Autocrine and Paracrine Signalling Molecules
Smooth muscle can also release some mediators that can act in an autocrine (on the same cell) or paracrine (on neighbouring cells) fashion.
Phospholipase A (PLA2) is a membrane-bound enzyme that is activated by stretch. When activated, it catalyses the formation of arachidonic acid, which can be further broken down to form 20-HETE and thromboxane A2 (TxA2)- yup, the same TxA2 mentioned in PHAR3303. These can diffuse out of the cell and bind to receptors (such as the G-protein receptors mentioned above) on the same cell or on neighbouring cells. Other signalling molecules that may act in this fashion include sphingosine-1-phosphate (S1P), UTP and ATP.
Describe DI induced bronchodilation and its
relevance to asthma and COPD
DI = deep inhalation. When we take in a deep breath, it reduces bronchoconstriction. That's why it's so much easier to exhale after we take a deep breath in first. In patients with asthma or COPD, this mechanism may not work- a DI may cause no change, or maybe even bronchoconstriction.

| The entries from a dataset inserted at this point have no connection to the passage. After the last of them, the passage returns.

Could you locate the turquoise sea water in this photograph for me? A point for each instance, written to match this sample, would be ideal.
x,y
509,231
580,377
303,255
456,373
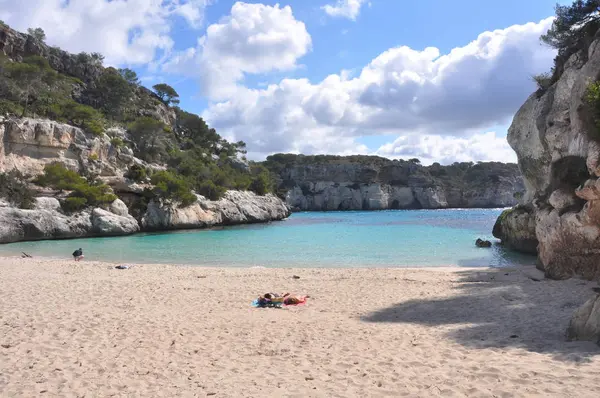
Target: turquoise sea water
x,y
392,238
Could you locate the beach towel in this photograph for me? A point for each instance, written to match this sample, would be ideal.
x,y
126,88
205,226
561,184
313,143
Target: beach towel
x,y
278,302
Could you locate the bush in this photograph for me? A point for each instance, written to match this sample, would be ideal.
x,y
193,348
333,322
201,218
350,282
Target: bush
x,y
211,191
83,192
137,173
117,142
544,80
10,108
169,187
14,188
72,204
592,100
59,177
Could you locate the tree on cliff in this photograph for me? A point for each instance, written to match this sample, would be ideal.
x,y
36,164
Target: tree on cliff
x,y
130,76
37,33
572,24
166,93
29,80
113,93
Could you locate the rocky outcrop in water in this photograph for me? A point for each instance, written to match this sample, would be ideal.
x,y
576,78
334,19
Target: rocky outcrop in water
x,y
374,183
29,144
48,221
234,208
553,136
585,322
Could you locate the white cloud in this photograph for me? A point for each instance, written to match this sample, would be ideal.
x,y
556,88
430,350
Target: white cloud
x,y
446,149
344,8
253,39
401,92
124,31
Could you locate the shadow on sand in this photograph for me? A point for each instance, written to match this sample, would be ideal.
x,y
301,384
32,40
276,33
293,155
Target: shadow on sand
x,y
503,308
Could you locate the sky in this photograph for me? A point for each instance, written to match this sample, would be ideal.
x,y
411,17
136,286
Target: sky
x,y
437,80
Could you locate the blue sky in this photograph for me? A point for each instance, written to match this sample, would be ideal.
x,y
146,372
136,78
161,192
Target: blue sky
x,y
453,103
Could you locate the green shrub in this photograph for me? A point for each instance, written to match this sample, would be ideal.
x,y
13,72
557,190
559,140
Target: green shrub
x,y
211,191
58,176
72,204
543,80
117,142
169,187
137,173
83,193
8,107
592,100
14,188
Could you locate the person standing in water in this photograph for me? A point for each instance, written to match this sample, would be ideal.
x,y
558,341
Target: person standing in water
x,y
78,254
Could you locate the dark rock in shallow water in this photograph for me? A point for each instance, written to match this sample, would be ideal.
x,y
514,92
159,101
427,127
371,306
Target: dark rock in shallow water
x,y
483,243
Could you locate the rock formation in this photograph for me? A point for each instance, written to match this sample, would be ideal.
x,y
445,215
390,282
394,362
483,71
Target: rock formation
x,y
29,144
553,136
48,221
234,208
373,183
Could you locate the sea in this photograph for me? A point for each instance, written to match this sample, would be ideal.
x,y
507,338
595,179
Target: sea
x,y
390,238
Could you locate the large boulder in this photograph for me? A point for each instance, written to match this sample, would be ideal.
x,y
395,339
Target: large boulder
x,y
234,208
47,221
29,144
373,183
516,229
554,136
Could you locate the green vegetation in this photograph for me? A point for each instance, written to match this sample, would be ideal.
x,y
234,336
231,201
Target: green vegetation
x,y
137,173
573,29
37,33
83,193
14,188
169,188
93,97
167,94
543,80
592,100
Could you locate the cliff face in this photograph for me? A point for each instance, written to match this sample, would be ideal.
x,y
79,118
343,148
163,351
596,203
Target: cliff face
x,y
29,144
377,183
560,211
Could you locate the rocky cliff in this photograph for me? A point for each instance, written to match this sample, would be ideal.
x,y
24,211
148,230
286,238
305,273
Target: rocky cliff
x,y
554,136
374,183
29,144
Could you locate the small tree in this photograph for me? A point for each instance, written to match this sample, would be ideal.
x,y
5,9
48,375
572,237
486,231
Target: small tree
x,y
37,33
130,76
166,93
30,79
113,93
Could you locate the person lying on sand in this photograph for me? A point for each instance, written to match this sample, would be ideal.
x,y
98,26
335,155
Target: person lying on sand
x,y
273,299
78,254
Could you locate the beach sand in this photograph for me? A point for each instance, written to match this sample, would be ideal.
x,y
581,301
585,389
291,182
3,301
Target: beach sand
x,y
86,329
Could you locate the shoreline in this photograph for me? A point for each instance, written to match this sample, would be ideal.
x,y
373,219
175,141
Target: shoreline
x,y
69,328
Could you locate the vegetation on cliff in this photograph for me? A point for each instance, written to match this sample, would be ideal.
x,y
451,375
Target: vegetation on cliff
x,y
83,193
376,169
94,98
573,29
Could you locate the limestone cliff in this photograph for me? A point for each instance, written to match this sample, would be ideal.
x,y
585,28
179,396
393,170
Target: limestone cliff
x,y
553,136
374,183
29,144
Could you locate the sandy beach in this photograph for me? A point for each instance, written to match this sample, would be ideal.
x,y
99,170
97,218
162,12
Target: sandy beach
x,y
88,330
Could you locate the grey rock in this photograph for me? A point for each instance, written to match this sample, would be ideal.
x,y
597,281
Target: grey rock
x,y
47,222
379,183
552,134
234,208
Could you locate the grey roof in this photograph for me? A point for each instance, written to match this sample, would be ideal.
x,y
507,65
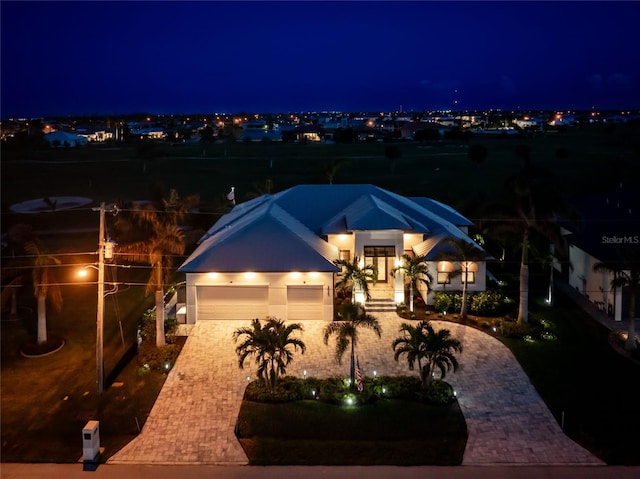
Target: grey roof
x,y
284,231
265,239
434,246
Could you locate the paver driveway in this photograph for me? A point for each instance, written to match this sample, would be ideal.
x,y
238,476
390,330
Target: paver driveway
x,y
193,419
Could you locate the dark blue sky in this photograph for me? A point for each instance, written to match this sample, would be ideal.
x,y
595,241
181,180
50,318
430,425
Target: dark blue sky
x,y
71,58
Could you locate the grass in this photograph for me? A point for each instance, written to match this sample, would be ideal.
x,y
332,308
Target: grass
x,y
387,431
46,401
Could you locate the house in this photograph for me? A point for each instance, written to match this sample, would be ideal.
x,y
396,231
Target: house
x,y
274,255
608,230
63,139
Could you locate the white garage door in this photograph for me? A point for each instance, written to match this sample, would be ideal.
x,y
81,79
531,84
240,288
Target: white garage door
x,y
232,302
304,302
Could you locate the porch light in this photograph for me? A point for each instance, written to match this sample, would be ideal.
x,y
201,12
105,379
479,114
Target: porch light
x,y
470,266
445,267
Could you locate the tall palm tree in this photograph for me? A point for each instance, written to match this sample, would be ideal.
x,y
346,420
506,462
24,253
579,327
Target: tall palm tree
x,y
356,276
416,270
16,268
436,348
530,211
271,345
626,273
467,253
162,239
346,332
45,288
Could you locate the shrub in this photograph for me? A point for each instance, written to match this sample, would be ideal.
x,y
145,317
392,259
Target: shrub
x,y
439,393
449,302
487,303
510,329
398,387
288,389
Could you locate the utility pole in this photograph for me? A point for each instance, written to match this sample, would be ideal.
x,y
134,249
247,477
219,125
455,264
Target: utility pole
x,y
100,316
102,245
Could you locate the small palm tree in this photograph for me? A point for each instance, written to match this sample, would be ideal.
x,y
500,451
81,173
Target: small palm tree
x,y
626,274
436,348
466,252
356,276
416,270
346,332
411,343
44,287
271,345
162,240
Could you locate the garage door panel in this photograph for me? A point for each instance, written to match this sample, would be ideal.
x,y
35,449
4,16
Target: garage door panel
x,y
232,302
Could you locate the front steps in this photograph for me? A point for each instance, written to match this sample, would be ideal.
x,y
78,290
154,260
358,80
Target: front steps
x,y
380,305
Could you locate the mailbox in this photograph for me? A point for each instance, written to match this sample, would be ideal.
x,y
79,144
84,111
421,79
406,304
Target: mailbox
x,y
91,441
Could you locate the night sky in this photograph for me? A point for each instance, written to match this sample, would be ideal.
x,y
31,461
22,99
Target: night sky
x,y
81,58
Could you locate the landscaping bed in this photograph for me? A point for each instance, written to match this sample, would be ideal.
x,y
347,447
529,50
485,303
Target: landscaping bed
x,y
394,427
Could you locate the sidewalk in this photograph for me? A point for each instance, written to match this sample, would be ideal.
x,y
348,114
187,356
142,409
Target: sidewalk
x,y
75,471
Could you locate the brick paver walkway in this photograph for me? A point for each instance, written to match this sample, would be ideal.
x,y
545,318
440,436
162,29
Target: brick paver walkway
x,y
193,419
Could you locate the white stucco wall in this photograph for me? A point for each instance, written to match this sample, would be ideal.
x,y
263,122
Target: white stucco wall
x,y
596,286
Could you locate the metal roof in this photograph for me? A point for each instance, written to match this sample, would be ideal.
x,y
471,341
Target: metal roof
x,y
284,231
265,239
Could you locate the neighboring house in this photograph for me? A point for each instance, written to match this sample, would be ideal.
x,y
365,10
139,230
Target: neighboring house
x,y
608,225
63,139
274,255
152,133
95,134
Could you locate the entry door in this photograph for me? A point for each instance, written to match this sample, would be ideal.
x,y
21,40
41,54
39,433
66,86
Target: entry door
x,y
380,256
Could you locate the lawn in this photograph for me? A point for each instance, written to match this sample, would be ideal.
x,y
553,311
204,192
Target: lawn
x,y
388,431
46,401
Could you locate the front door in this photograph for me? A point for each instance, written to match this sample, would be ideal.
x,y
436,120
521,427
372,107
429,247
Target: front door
x,y
381,257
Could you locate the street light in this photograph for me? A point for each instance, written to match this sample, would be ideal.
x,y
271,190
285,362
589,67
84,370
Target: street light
x,y
100,315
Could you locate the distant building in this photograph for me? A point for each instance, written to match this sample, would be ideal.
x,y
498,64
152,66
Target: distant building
x,y
63,139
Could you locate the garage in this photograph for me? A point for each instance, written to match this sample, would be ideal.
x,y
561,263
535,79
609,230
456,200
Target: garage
x,y
304,302
232,302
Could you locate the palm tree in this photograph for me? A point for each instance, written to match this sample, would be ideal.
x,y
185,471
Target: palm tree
x,y
271,345
346,332
436,348
44,287
467,253
532,212
417,271
331,167
162,239
356,276
412,344
15,268
626,273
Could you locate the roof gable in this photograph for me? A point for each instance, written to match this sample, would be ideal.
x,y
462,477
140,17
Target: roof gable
x,y
265,239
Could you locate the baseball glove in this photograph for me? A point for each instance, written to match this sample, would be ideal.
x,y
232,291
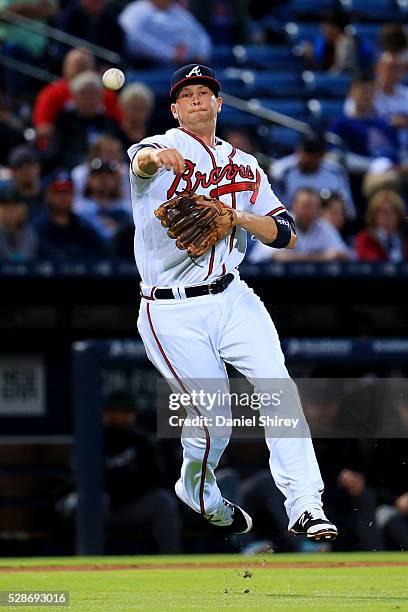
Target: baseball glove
x,y
196,222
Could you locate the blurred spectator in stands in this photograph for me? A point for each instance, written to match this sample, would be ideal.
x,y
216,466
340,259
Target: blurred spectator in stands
x,y
227,22
390,96
56,96
25,167
136,103
93,21
108,149
103,205
372,144
334,212
18,241
385,238
78,127
242,139
61,232
317,240
11,131
22,45
394,40
335,49
162,32
308,167
137,496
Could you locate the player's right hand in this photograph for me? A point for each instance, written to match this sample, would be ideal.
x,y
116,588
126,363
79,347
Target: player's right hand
x,y
170,159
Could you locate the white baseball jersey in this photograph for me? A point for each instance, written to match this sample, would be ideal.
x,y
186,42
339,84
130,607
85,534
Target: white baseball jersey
x,y
223,172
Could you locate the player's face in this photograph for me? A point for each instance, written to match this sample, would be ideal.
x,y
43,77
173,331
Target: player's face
x,y
196,107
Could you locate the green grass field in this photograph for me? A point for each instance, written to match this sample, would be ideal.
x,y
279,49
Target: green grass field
x,y
320,581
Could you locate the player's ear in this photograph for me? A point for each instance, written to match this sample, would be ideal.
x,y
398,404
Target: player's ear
x,y
173,109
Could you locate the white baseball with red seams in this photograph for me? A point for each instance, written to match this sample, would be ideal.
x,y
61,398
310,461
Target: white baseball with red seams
x,y
113,79
191,339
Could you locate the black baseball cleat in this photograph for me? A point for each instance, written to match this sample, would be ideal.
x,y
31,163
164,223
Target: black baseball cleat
x,y
315,526
230,518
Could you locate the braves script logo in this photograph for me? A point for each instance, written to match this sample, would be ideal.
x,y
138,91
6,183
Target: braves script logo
x,y
188,180
196,70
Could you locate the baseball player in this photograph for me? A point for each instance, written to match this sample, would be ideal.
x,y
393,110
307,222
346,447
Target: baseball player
x,y
196,314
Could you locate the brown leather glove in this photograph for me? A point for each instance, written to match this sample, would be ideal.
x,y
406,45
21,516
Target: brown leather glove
x,y
196,222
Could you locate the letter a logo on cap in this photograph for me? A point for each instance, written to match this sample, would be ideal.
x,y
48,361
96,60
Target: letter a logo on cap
x,y
196,70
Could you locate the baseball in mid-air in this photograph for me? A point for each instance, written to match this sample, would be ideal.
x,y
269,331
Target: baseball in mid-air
x,y
113,79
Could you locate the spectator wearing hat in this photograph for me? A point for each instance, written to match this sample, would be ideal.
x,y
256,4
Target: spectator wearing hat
x,y
108,149
103,207
384,238
62,233
308,167
317,240
335,49
22,45
136,103
390,96
334,212
57,96
18,241
25,169
163,32
80,126
372,143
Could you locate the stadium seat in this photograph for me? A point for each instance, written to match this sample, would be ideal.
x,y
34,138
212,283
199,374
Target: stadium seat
x,y
298,32
311,8
326,110
266,56
326,85
222,56
282,84
369,31
373,10
283,139
158,79
292,107
230,117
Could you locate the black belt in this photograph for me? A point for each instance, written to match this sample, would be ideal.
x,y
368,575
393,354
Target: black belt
x,y
216,287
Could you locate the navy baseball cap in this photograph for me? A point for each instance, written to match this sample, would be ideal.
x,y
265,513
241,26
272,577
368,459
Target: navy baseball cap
x,y
193,74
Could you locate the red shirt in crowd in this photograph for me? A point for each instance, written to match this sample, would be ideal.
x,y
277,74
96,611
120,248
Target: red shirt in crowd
x,y
52,99
369,248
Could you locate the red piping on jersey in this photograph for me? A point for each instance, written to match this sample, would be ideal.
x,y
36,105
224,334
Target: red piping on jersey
x,y
214,163
241,186
207,433
206,147
233,201
149,297
274,211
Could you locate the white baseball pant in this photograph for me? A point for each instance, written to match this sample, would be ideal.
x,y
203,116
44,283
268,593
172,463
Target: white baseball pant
x,y
190,340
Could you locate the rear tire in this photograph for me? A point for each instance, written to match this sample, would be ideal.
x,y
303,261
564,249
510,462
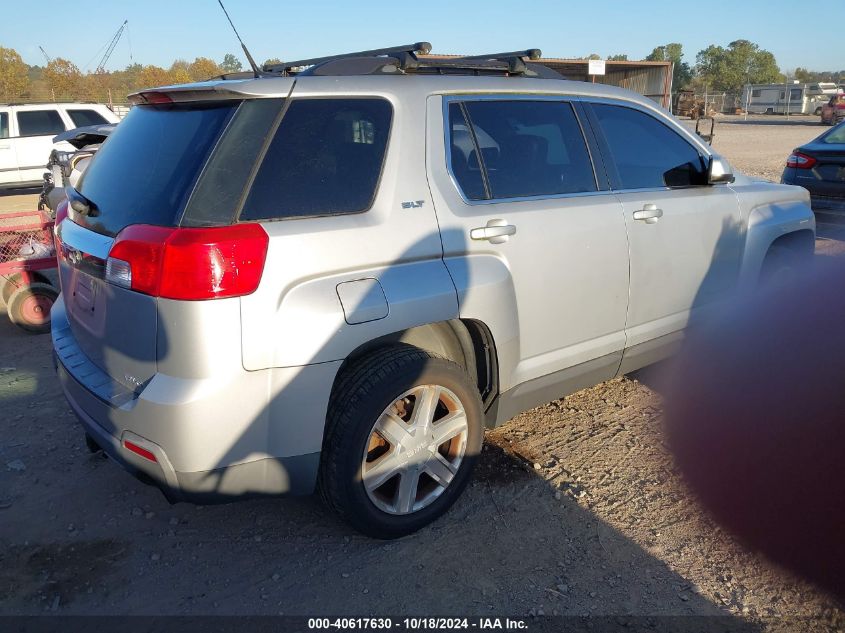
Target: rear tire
x,y
10,283
404,430
29,307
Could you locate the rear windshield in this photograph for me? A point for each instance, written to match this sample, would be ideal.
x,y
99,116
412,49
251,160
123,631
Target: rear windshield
x,y
146,170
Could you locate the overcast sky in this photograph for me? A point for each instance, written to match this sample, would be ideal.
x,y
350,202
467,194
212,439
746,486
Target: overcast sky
x,y
798,33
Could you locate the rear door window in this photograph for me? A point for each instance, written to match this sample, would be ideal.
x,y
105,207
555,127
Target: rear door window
x,y
646,153
325,159
147,170
463,157
82,118
39,123
531,148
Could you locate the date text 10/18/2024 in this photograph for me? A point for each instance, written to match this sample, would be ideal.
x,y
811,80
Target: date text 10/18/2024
x,y
417,624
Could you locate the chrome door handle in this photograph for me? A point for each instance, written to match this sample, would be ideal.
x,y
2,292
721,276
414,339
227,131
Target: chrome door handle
x,y
649,214
496,232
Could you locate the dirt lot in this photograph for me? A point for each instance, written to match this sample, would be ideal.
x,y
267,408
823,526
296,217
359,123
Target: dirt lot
x,y
576,509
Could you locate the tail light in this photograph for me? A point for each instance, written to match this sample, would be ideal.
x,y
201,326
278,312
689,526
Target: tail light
x,y
188,264
800,161
61,212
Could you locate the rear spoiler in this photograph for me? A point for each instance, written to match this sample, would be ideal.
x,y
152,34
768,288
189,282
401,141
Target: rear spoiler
x,y
208,91
87,135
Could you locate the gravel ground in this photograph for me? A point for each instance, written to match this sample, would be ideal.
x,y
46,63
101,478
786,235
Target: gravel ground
x,y
576,509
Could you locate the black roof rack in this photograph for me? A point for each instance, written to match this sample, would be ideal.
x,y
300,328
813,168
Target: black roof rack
x,y
398,52
407,59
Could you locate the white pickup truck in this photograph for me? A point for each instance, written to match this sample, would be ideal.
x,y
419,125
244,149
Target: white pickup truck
x,y
27,131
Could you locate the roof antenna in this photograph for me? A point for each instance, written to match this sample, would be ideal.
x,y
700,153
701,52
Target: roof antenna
x,y
249,58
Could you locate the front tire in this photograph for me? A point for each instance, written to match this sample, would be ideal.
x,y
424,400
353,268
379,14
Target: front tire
x,y
29,307
404,429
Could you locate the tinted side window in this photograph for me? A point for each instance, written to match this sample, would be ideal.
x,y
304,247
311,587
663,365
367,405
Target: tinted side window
x,y
81,118
147,170
531,148
646,152
39,123
325,159
463,158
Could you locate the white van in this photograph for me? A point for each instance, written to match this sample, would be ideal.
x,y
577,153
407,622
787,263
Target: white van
x,y
27,131
786,98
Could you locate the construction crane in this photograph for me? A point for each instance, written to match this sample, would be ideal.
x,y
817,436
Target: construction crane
x,y
101,67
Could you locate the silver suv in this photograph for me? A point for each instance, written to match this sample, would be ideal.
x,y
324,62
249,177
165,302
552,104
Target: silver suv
x,y
338,277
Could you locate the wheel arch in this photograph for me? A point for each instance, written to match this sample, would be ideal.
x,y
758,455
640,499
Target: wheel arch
x,y
467,342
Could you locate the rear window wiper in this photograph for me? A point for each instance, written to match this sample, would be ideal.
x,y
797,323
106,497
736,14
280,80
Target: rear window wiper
x,y
81,204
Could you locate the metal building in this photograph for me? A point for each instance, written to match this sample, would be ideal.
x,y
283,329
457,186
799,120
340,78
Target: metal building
x,y
652,79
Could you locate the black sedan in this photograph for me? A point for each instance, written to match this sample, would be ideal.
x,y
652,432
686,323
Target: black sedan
x,y
819,167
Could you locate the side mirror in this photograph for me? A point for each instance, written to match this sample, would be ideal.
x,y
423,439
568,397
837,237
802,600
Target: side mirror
x,y
719,170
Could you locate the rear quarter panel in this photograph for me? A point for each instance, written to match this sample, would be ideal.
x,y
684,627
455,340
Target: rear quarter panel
x,y
296,317
769,211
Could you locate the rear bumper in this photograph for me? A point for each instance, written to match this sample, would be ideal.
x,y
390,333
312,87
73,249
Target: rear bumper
x,y
296,475
257,434
829,205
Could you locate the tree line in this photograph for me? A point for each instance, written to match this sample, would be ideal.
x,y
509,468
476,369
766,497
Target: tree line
x,y
61,80
716,68
729,68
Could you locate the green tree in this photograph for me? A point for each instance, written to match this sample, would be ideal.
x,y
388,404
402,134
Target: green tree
x,y
673,52
152,77
63,77
230,64
203,68
13,74
742,62
180,72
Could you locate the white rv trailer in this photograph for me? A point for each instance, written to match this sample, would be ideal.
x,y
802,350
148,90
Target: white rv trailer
x,y
787,98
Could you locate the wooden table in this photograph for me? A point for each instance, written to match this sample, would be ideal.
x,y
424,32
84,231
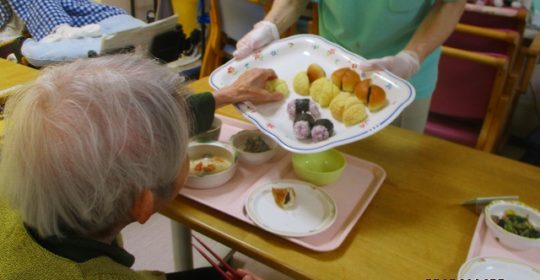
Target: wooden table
x,y
12,74
415,227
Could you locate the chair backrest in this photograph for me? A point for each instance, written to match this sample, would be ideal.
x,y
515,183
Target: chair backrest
x,y
493,17
485,40
469,88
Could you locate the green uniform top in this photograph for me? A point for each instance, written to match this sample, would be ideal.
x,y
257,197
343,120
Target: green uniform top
x,y
378,28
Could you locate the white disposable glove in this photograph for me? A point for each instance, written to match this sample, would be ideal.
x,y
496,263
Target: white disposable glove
x,y
262,34
404,64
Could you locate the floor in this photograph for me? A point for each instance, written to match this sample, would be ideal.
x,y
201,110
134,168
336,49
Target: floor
x,y
152,247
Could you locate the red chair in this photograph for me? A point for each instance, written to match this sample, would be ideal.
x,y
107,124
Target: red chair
x,y
467,95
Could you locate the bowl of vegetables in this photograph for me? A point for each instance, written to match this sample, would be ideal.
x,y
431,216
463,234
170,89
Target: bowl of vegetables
x,y
514,224
211,164
254,147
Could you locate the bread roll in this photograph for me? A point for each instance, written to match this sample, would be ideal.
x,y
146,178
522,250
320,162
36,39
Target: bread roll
x,y
355,113
315,72
278,85
337,106
361,90
377,98
323,91
345,79
301,83
349,81
337,76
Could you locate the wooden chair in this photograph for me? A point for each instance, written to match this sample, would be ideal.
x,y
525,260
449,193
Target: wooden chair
x,y
464,107
508,19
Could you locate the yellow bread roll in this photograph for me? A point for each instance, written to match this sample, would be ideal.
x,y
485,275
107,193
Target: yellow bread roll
x,y
345,78
354,114
362,90
278,85
323,91
377,98
315,72
337,106
301,83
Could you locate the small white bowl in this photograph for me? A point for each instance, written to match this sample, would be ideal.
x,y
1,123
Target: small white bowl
x,y
239,139
509,239
199,150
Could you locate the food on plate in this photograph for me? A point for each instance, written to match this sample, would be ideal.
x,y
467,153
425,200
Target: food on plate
x,y
323,91
299,105
322,130
361,90
516,224
345,79
278,85
284,197
301,83
208,164
376,98
373,96
315,72
256,145
354,112
337,106
302,125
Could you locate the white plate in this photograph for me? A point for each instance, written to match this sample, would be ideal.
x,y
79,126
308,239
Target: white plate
x,y
294,54
313,212
497,268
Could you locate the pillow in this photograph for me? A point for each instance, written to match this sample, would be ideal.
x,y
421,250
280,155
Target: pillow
x,y
42,54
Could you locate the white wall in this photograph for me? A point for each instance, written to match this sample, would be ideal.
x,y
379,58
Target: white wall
x,y
525,119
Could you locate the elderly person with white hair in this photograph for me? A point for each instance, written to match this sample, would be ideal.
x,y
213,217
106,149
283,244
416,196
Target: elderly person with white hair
x,y
91,147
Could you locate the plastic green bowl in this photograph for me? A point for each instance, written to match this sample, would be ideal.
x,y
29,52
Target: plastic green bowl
x,y
320,168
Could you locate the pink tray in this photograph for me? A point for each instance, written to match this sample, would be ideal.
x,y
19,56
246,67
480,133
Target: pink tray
x,y
360,177
484,244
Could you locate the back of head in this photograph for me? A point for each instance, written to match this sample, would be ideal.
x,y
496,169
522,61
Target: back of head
x,y
86,137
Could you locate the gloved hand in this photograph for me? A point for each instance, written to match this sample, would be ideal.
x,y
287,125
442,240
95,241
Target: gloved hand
x,y
404,64
262,34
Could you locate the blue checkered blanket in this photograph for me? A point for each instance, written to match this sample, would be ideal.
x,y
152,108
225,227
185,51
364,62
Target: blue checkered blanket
x,y
43,16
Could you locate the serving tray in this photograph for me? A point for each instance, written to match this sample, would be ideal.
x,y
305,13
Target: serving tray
x,y
484,244
352,193
293,54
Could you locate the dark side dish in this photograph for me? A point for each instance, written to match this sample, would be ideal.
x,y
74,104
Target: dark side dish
x,y
516,224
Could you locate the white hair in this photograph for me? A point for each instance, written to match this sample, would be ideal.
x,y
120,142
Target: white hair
x,y
86,137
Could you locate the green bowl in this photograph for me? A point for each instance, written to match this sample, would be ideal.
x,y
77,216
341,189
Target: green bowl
x,y
320,168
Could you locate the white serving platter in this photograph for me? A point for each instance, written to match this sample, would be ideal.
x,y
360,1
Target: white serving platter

Explain how length-adaptation and stretch induced
dilation might be due to rearrangement of actin
and myosin filament
Describe the labile nature of actin and myosin in
smooth muscle
Smooth muscle is very adaptable. If you pin it out at a longer length, it will adapt so that that longer length becomes its new optimum length for contraction. If you pin it out at a shorter length, it will likewise adapt so that that shorter length becomes its new optimum length. Interestingly enough, no changes in calcium or myosin light chain phosphorylation are associated with this phenomenon, so something else must be at play.
That something else, believe it or not, is the ability of smooth muscle to add or remove contractile units (a property that is unique to smooth muscle). When smooth muscle contracts, it assembles its thick filaments (i.e. myosin filaments). This may seem counterintuitive, but when myosin is phosphorylated (as happens during contraction), it is more stable, which may help with polymerisation. Stretch triggers disassembly of these filaments so that they can reassemble at a new length. We're still not sure on all of the details, but the end result is that a muscle that is adapted to a shorter length will have fewer myosin filaments, whereas a muscle that is adapted to a longer length will have more myosin filaments.
Actin filaments are also important. Contraction triggers polymerisation of actin as well as myosin. Inhibiting the polymerisation of actin will also reduce the amount of force that can be produced.
Of course, it's not that simple in vivo. As loads on muscle are often oscillating (such as in airway muscle where you are breathing in and out all the time), the muscle may never be able to finish adapting to any length. This may be why airway smooth muscle often relaxes with oscillatory loads (such as the loads placed on it during regular tidal breathing).
There's also another phenomenon to take note of called shortening inhibition. Shortening inhibition basically means that the longer you leave a muscle contracted, the less able it is to contract.
Define Latch
Latch is a state in which the cross-bridges are attached, but are not cycling. We're still really not sure about how this happens, though: maybe the cross-bridges are dephosphorylated or something like that, preventing them from releasing, or maybe this is due to the polymerisation of actin filaments after contraction. In any case, the latch state is probably the reason why smooth muscle can maintain tone without using up a lot of ATP, despite smooth muscle contraction being less efficient than in other muscles (smooth muscle is consistently polymerising and depolymerising its filaments, and that shit takes energy).